Not so with Mr. Grey. The New York Times sums up Jamie Dornan’s performance as Christian Grey with the astute observation that he “has the bland affect of a model, by which I mean a figure made of balsa wood or Lego.” Yes. Too stiff in one way, no shots of the good way. The audience was much more excited watching the Magic Mike XXL preview than about the limited view of Christian's package.

If you go to see the movie and haven’t read the book, you’re probably better off. You don’t have all those “oh my’s” and “inner goddesses” floating around your brain. The overused inner goddess phrase isn’t even mentioned in the film, so you can just watch the hot sex and ignore the complete lack of a plot.

Women laugh during the film. From the moment it started until the last minute, they laughed. A nearby fangirl in fact convulsed at several moments in the film, shaking and pointing in a Rain Man-esque fashion. The butt plug part is funny. I laughed because the woman next to me was my mom’s age and not at all afraid to loudly respond to almost everything on the screen. (“Oh no, she’s going to have to give that car back now.”) Quite entertaining.

The only time women did not laugh was during the scene where he actually whips her and it’s not for her pleasure like in the film's other consensual bondage scenes. Speaking of which, no, I don’t think the domestic violence folks are correct in their protests. It’s not rape or domestic violence, it’s light BDSM. There’s a difference.

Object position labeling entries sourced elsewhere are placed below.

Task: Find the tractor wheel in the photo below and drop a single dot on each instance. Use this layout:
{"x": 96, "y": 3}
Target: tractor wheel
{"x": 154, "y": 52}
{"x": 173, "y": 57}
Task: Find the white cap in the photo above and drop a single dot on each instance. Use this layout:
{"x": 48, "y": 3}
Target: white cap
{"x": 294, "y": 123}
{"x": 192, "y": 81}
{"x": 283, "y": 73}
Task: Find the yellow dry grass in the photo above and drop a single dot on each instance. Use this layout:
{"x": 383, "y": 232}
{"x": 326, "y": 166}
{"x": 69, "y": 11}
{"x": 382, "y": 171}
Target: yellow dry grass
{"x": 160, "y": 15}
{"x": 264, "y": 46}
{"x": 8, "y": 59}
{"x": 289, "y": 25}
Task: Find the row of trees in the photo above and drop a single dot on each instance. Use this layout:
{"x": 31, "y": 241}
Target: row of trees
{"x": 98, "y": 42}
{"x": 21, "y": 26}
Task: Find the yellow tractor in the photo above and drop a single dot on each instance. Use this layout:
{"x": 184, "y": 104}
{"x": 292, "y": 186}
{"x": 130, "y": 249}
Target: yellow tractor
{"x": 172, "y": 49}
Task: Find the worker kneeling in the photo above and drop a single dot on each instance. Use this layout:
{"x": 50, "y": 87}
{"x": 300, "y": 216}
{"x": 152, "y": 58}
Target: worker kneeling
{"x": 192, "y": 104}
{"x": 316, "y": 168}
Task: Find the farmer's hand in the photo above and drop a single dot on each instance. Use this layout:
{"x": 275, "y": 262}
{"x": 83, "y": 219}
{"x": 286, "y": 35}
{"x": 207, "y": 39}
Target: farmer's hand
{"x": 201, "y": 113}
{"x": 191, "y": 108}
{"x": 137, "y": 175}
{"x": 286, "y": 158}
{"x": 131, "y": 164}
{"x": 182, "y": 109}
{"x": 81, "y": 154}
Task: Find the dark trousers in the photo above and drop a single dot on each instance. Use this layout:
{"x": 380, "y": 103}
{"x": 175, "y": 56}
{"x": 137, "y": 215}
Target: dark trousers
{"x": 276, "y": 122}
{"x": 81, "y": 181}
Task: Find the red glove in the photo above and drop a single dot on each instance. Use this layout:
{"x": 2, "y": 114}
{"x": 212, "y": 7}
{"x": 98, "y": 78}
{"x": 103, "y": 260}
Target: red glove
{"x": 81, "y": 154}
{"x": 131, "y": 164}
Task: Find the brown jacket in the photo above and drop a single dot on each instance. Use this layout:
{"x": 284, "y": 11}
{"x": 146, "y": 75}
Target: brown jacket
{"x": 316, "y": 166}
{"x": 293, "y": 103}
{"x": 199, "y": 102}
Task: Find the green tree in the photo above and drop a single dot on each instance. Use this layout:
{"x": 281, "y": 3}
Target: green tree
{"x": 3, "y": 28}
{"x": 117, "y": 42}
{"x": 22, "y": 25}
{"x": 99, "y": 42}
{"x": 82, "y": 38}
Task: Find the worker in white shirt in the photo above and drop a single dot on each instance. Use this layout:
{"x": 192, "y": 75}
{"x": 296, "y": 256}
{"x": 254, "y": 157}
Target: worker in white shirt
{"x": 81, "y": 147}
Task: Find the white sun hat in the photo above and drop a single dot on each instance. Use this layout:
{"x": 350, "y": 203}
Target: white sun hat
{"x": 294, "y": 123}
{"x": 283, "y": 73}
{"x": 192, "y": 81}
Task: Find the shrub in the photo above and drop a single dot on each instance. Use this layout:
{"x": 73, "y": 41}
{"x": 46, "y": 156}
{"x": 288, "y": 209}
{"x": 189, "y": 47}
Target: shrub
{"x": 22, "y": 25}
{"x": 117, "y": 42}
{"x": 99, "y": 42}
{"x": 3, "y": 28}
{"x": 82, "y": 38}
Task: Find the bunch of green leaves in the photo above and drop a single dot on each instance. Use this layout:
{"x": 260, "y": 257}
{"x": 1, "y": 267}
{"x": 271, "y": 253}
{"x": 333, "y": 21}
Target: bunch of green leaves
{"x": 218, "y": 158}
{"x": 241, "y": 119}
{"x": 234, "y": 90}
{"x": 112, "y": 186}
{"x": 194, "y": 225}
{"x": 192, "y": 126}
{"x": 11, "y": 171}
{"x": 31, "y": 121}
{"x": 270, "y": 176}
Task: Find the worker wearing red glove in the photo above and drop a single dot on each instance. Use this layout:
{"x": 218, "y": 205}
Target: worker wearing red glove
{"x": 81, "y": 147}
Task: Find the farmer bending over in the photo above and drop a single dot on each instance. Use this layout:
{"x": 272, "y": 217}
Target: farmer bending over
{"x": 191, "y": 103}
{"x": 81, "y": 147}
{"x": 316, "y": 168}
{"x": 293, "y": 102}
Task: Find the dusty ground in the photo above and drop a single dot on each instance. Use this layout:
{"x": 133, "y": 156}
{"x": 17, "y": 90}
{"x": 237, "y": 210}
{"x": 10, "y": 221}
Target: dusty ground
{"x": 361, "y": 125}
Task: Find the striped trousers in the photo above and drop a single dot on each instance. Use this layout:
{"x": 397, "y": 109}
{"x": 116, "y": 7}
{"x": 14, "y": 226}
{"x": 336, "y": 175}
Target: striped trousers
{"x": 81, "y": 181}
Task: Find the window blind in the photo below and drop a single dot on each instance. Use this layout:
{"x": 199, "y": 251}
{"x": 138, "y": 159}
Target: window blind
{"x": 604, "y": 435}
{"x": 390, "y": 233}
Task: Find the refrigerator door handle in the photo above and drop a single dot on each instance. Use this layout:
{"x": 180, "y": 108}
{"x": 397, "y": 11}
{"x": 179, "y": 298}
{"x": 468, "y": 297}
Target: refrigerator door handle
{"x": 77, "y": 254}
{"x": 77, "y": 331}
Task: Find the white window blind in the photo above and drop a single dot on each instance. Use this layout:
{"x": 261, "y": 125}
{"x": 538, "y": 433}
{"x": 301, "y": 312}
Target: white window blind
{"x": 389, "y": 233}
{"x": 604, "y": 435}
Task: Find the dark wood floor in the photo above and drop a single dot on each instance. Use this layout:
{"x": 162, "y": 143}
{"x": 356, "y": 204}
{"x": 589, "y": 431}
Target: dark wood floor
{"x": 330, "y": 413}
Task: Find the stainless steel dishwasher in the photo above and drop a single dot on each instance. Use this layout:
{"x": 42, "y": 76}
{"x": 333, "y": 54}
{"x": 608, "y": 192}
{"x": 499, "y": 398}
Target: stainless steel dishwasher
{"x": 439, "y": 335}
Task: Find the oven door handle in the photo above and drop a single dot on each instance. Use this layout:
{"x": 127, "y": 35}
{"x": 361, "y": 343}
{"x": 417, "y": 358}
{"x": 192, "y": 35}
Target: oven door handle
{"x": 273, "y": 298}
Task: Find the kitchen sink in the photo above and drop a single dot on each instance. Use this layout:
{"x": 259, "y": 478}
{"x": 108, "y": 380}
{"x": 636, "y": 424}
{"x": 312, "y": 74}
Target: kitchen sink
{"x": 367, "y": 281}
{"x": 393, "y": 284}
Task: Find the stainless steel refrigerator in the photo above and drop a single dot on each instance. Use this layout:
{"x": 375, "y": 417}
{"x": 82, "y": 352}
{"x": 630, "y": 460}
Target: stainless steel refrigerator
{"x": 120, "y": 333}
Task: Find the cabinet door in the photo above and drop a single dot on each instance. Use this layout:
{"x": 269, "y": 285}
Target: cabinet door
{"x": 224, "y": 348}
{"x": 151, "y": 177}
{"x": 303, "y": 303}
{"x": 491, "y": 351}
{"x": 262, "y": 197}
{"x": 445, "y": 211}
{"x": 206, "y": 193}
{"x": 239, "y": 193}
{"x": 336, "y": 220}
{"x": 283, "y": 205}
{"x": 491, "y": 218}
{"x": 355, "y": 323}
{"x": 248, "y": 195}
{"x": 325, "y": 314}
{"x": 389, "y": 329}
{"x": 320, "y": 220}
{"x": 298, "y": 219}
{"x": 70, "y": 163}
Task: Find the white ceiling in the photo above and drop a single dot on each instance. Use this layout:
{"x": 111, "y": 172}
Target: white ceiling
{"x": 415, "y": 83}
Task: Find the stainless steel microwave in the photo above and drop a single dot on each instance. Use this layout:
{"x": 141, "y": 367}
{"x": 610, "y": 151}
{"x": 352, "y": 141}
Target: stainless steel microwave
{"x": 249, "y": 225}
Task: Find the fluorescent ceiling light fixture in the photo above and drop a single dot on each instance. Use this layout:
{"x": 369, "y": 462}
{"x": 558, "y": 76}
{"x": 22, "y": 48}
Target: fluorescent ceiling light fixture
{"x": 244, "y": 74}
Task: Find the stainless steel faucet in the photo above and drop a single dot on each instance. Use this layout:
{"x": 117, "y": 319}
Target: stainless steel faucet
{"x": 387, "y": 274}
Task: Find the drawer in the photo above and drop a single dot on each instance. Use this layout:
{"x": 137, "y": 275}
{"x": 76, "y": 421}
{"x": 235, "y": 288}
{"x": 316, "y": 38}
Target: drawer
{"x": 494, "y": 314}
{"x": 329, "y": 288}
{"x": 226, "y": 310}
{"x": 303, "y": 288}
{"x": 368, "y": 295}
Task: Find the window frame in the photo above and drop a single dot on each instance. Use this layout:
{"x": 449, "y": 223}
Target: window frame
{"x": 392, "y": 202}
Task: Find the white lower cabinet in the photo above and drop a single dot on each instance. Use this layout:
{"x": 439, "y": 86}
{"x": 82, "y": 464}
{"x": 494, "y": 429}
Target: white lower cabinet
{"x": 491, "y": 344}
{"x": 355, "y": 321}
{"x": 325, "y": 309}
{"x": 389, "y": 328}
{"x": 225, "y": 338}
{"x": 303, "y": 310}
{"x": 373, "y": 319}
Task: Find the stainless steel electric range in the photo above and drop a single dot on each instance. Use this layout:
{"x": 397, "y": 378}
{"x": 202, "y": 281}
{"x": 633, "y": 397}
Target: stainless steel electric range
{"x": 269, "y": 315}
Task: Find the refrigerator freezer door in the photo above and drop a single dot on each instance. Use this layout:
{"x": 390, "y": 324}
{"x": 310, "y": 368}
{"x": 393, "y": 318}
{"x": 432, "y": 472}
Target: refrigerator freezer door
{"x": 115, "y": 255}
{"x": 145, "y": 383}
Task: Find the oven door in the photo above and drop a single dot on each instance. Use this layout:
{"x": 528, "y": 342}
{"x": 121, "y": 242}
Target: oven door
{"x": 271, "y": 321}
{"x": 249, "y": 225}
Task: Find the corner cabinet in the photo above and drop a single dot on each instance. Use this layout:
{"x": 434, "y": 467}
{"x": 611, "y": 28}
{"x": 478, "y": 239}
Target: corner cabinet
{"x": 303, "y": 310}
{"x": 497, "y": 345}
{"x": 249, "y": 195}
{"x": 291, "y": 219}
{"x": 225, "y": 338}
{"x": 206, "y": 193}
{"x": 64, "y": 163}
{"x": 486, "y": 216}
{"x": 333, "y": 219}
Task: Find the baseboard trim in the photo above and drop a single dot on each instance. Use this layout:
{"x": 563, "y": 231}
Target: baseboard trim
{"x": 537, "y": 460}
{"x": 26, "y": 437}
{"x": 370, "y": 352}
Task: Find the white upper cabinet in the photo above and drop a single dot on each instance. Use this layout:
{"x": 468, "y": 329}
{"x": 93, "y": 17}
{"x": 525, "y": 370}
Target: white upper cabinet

On a scale of Showtime to Cinemax, the sex leans towards what we used to call Skinemax. The lack of full frontal Grey is unfairly disproportionately offset by the fact that Steele is completely naked for almost the entire film. Noted: Anastasia as played by Johnson does not get Brazilians. It’s no 70s porn, but she rocks a full frontal bush.

THE SEX IS HOT. Go see it for the sex if your Internet is down so you can’t watch porn or something. I think it’s tasteful and artsy and cool. In fact, I predict sales of cat-o-nine-tails, riding crops, and other light-bondage items to rise. America is about to get kinkier.

Rich people will probably go so far as to install actual “playrooms” like the one in the film. It’s out of the closet now, and what was once a fetish is now going to be more mainstream.

The ending: let’s just say it’s very, very abrupt, and will, perhaps painfully, force everyone to see the sequel to find out what happens, or what continues not to happen.